A valid point, not sure why you were downvoted

Geothermal, Nuclear and Tidal* are sources which don't rely on the Sun. Fossil fuels are solar energy that's been stored for millions of years, Solar and Wind rely on the sun.

* OK the sun has a small affect on Tidal but the moon has more of an effect - and there's about 10^30J of energy in it's orbital energy, enough to power human civilization for billions of years

That's nothing compared to the sun of course, which puts out about that amount of energy every hour.

Also some from the initial heat of formation of the Earth.

But yeah - this is coming from inside, not outside.

At those levels the temperature is the same as the groundwater.

Which in turn is originally heated by the sun.

Further down (maybe 1000m under ideal conditions) the heat comes from the core.

I may add that in Sweden this kind of heat pumps are abundant. I have one with a 150m drill hole.

The article seems more about small heat pumps with shared ground loops. Which is a bit more modern.

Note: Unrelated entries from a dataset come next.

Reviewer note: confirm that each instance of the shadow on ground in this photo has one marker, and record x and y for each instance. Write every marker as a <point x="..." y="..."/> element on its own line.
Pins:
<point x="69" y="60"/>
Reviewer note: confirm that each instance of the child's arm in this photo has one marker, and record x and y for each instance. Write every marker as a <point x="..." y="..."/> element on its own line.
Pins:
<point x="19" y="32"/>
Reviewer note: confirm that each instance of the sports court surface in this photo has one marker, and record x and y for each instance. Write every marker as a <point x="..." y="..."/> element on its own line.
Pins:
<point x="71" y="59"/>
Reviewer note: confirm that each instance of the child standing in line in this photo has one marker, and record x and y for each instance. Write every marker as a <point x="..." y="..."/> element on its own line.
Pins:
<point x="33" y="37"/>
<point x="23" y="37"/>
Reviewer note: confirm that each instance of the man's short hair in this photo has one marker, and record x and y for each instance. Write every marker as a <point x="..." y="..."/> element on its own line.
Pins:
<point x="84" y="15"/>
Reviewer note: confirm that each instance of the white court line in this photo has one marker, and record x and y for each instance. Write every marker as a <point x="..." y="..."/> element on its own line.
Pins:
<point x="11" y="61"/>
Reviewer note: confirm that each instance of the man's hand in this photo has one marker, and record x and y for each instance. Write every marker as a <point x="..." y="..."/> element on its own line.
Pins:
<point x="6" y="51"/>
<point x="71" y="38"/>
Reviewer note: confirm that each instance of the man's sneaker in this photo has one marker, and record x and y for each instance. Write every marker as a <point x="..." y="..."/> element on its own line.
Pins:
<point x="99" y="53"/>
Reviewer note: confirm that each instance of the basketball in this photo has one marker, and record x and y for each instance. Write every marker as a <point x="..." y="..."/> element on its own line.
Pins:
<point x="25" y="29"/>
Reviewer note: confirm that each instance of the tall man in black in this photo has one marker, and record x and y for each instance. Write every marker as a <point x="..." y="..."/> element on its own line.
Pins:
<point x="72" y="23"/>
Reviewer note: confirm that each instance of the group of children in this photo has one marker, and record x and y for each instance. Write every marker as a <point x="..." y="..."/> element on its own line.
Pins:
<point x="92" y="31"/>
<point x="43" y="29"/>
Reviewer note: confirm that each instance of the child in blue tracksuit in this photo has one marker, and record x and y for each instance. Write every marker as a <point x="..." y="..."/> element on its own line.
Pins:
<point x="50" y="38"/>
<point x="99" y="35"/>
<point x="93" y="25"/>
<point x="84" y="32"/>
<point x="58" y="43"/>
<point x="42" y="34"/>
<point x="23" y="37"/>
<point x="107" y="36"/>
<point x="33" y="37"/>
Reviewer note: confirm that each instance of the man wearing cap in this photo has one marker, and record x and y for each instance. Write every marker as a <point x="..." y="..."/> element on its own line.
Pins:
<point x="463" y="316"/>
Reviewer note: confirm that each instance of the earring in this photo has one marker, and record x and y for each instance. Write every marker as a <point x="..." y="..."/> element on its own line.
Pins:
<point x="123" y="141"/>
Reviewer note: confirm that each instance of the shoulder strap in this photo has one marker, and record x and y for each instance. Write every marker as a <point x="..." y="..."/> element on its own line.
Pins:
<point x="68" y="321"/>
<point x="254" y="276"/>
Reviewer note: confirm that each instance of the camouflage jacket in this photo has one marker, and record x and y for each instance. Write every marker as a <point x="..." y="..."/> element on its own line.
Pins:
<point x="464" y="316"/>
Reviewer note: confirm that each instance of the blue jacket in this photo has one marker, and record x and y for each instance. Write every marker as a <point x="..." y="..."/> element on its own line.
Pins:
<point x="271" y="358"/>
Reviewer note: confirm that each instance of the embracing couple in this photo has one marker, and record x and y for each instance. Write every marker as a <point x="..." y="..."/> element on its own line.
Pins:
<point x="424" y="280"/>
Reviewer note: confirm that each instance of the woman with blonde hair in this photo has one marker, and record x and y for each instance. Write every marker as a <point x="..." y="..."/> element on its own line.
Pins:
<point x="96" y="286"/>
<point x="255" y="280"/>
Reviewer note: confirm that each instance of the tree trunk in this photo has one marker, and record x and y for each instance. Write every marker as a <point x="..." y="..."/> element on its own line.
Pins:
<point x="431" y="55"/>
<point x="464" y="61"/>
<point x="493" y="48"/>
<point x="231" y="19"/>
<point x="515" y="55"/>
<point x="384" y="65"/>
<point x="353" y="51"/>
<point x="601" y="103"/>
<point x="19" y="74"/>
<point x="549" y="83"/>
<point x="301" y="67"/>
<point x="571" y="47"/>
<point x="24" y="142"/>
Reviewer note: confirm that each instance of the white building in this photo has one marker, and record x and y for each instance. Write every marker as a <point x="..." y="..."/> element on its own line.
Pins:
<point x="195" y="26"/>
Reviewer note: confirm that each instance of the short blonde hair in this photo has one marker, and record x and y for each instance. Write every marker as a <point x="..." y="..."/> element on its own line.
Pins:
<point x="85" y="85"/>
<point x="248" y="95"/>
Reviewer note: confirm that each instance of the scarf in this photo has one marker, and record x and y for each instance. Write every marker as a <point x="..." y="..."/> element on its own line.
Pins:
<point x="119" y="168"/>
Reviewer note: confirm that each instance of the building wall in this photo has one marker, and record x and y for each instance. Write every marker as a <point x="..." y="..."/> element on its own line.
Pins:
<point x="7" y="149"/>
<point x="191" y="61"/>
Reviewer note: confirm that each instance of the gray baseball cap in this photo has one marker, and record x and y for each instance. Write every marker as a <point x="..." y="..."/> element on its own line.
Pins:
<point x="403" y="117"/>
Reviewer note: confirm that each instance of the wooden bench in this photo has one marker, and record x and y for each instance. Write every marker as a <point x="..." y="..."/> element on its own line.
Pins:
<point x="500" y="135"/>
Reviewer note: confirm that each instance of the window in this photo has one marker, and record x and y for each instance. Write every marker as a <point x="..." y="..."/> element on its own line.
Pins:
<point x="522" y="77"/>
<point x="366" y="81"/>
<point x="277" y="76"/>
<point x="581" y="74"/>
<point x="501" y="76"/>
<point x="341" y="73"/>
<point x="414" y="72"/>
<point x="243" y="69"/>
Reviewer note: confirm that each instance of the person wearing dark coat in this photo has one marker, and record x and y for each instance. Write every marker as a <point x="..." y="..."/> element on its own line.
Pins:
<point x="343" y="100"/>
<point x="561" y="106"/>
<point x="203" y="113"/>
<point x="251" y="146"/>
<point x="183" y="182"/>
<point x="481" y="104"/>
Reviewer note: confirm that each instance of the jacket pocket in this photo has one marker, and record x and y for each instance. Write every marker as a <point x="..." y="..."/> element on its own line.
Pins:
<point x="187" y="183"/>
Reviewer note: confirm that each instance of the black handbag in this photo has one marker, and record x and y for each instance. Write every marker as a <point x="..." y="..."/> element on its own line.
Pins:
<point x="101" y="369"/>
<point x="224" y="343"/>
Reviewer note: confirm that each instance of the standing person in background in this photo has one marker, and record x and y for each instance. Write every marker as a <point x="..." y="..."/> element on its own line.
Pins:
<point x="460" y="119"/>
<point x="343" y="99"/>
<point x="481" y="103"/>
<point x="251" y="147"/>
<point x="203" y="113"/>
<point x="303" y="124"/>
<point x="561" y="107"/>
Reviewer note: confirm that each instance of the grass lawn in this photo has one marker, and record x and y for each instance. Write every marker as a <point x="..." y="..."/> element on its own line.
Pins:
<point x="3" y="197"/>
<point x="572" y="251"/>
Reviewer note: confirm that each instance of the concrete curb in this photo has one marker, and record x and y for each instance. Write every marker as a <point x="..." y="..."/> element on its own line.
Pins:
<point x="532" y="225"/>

Big heat pumps feeding district heat is a slightly older and more established tech.
For those interested in installing heatpumps I can describe my experience in running a rather big one that provide sanitary hot water for 6 holiday apartment we own and one for AC/heating for each of said apartments.

In summary, switching to heatpumps was a win. In fact, the sum of monthly bills went down by around 30% compared to having electricity and gas. In addtion, they don't require the yearly safety check-ups and smoke tests that gas boilers of that size did. The downside is that you have to do small maintenance more often since there are more moving parts that fail.

We have been running them since 2017, so I only have data for 6 years (5 if you don't count 2020 which for tourism was a bloodbath). The maintenance frequency is not going up, but the costs went a bit up in 2022 due to more expensive parts. If things stay this way we would break even in an additional 2/3 years, granted that we had to do quite a big renovation and so my cost figures of when we did the works are not perfectly attributed. The company that installed the units says they have a lifetime of 15/20 years, and so well worth them as by them we would have saved enough to update the heatpumps with money to spare.

We're in a rental for the month in Florida. We're from the midwest, so where gas is used for almost everything. The backlash against heat pumps and electric stoves, ovens, water heaters, etc is normally the ol' "gas gets hotter and is faster" mantra. The unit we're renting is exactly why people think that way. The water heater is old, nor well maintained, and small. The stove is your old coil-top running off a 120v@30A circuit and the heat pump is an old unit that uses the hot water for emergency heat.

So yes, based on this experience it really sucks. That's what you get for the cheapest obsolete tech. It'd be great if people realized there's better electric appliances out there.

I have an induction stove. I can point a liter of water in right about a minute. I have not timed it with a stopwatch, but it is seriously fast.

Cheap gas is superior in speed to cheap electric, but at the midrange their differences basically disappear.

One thing that Gas will always have over electric though is availability.

If the power goes out in a blizzard you can usually still light your stove for emergency heat and cook food. Not so with electric.